La Maison des morts, c'était le bagne sibérien, dur et impitoyable, où Fyodor Dostoievski a passé quatre ans de sa vie, au XIXe siècle, comme prisonnier politique. La Maison des fous, c'est l'endroit (pourtant accueillant et chaleureux) où vivent ceux et celles qui doivent mourir éventuellement, à la suite d'une longue folie dégénérative, tout simplement parce que l'on ne sait plus quoi faire d'eux, ni d'elles..
La maison des fous, ce n'est pas le Canada, même si cela peut parfois donner cette impression, ce pays ayant un urgent besoin d'une réforme politique complète, "from top to bottom", de la cheffe d'État de ce royaume britannique à ses structures les plus fondamentales (quartiers, villages, etc.). Ce n'est pas non plus l'ONU, avec sa multitude d'instances multi-glottes et poly-nationales (ou est-ce l'inverse?). Peu importe, d'ailleurs, car la Maison des fous, c'est là où vit ma mère depuis quelques années.

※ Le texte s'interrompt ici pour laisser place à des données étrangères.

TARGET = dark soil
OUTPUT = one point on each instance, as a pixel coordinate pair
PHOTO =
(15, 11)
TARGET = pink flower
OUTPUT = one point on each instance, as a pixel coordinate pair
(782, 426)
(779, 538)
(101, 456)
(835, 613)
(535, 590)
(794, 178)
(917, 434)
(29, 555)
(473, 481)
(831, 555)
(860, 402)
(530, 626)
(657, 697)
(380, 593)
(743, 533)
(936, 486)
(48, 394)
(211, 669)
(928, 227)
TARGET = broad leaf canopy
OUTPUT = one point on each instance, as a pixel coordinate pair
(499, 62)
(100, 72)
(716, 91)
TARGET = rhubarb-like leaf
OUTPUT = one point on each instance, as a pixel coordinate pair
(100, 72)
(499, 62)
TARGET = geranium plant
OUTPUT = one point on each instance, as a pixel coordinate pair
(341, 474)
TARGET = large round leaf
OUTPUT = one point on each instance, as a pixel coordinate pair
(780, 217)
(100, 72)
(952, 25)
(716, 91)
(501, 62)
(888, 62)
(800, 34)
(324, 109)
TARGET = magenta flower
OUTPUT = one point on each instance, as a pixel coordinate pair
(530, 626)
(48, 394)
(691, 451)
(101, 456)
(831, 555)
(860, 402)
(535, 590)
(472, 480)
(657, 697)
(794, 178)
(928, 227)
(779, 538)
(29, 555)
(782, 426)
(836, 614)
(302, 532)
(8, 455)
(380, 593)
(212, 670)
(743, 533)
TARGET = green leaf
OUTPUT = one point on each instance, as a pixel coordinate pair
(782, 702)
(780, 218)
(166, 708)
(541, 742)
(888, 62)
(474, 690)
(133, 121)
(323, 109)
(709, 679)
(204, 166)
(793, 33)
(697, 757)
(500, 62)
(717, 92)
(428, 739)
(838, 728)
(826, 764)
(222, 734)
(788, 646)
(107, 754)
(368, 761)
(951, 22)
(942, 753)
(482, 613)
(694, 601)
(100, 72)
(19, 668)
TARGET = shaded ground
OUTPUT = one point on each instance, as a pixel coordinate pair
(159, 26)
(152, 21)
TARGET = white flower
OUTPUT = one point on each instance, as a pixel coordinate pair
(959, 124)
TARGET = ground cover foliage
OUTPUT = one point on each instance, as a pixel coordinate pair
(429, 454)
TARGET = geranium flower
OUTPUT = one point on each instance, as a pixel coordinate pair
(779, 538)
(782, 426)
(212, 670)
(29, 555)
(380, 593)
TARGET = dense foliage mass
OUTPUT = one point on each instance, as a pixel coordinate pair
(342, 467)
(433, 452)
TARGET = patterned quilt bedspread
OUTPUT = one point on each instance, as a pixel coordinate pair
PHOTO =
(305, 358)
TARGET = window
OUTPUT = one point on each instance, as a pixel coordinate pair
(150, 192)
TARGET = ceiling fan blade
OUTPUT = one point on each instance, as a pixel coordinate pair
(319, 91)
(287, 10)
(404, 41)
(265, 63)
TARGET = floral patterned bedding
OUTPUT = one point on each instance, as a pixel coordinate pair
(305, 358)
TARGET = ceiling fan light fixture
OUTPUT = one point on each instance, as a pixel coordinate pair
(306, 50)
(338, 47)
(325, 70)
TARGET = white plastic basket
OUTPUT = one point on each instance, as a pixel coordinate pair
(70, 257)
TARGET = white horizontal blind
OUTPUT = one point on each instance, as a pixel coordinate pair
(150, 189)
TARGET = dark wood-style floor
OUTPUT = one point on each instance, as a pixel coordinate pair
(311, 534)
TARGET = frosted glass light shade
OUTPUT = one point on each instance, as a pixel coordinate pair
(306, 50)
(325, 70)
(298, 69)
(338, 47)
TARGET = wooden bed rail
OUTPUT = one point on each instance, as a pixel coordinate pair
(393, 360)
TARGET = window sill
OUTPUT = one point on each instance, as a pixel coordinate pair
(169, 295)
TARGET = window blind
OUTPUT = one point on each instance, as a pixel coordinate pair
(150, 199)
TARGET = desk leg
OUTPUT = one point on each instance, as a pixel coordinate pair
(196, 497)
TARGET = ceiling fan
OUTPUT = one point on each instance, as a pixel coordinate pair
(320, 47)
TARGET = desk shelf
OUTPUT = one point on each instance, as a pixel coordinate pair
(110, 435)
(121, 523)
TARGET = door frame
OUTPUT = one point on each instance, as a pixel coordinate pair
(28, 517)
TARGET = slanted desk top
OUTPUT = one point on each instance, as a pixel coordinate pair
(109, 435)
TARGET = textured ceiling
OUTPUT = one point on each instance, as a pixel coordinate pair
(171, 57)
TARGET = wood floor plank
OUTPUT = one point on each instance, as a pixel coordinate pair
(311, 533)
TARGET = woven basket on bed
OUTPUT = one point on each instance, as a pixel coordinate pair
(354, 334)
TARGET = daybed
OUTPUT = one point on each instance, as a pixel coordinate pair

Mon père, un avocat à la retraite, est décédé il y a un peu plus de trois ans. Libre penseur, très cultivé, il avait une opinion sur presque tout, habituellement fondée ou très défendable. Il nous impressionnait beaucoup, nous, ses cinq enfants, de par la vigueur et le bon sens de son intellect. Il est mort à 90 ans, entouré des siens, d'usure, essentiellement, i.e. de vieillesse, l'appareil corporel fatigué et diminué, mais l'appareil cérébral intact et lucide jusqu'au dernier instant, alors qu'il succombait à la dernière d'une longue série de pneumonies.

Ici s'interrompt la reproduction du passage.